Abd what makes you presume it's solely the FBI investigating? The Postal Inspectors are also working these cases. And probably along with other law enforcement agencies, are now going door to door, checking out each address and each mailbox (and her route did not include any dropoff boxes). Even if the perps have skedaddled, there may well be traces of anthrax in the resident's mailbox--not only endangering the resident but the mail carrier. And they might even find a fingerprint or two which could ID the perps.
But hey, the FBI is such a waste of time....so I want to know, and with some detail and specificity, how you are going to track down these terrorists?
My wife's four afternoon dental hygienist appointments at her office in West Trenton all canceld. However the golf course was busy. It's a beautiful day, for golf, for playing hookey.
Looks like we might have a dumb terrorist here. If I wanted to make sure nothing could be traced to me I sure wouldn't depend on the mail carrier to pick it up.
It should only be a matter now of swabbing 300 mailboxes for either anthrax or cleaning fluid residue.

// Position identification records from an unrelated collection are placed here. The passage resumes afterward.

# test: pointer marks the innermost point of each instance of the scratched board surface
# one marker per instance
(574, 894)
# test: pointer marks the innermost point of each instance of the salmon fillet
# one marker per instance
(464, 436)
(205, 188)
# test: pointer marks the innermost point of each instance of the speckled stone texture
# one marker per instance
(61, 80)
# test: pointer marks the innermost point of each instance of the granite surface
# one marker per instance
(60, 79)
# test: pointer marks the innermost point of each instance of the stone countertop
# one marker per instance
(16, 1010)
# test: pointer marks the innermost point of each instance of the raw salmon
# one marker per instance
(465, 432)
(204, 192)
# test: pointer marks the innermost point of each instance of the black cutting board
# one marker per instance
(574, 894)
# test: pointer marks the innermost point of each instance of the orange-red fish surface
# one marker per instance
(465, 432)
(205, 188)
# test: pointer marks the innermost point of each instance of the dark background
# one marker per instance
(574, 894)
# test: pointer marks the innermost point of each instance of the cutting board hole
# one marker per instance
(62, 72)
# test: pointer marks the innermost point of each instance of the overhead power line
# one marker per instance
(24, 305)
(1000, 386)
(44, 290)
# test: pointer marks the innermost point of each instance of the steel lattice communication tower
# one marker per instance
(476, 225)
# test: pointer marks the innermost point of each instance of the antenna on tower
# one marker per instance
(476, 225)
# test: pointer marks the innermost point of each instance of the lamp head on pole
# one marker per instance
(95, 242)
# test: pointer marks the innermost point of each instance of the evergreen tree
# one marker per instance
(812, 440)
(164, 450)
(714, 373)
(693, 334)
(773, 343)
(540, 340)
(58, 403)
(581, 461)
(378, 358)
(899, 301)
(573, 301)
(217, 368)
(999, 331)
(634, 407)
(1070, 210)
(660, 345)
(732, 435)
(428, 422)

Would be interesting to know how serving 250 to 300 addresses compares in terms of efficiency to FedEx Ground or UPS.It would. I suspect that when those services begin to deliver at least one item daily to nearly every single address in their routes, they will run into some logistical problems. I get several items a day by USPS delivery (envelopes full of junk, mostly), and go weeks and weeks without receiving a FedEx Air, Ground or UPS delivery. I see the FedEx and UPS trucks go down my street every day, though. If they had to stop at every single address, I think they'd need to change their delivery routes a lot.